Research shows that homeowners spend an additional £13,000 within a year of moving into their new property. On average the most expensive single property improvement was made on new furniture (£1,251.63), followed by a new kitchen (£1,185.86), a new bathroom (£1,115.18) and energy efficiency (£1,021.72). Additionally, a further £792 was spent on smart devices, like the Amazon Echo or Nest, although Londoners spent more than double this amount (£1,793) on home tech. This spending equates to 3% of GDP.

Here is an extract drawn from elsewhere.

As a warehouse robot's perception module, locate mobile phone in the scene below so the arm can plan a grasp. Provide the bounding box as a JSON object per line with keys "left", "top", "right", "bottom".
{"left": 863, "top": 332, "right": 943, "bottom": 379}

In 2021 more people bought and sold a house than ever before (over 1.5 million). In June, the number of transactions taking place in the property market were almost 100% higher than historical norms and, despite the completion of the stamp duty holiday, the owner-occupied residential market continues to deliver significant levels of activity considerably exceeding the volumes seen in the near-normal market conditions back in 2019.
Compared to then, the number of households in the home moving journey is up by over 14%, with nearly 1 million households about to move or having recently moved. Forecasts for 2022 predict sustained momentum with over 1.2 million house moves anticipated. This means that over the next 12 months there is a market worth more than £13bn just waiting to be tapped.
For savvy marketers, the smart money in 2022 will be on creating a baseline of marketing activity that is guaranteed to deliver results. This means that no matter what is around the corner they can be confident that they will be delivering results.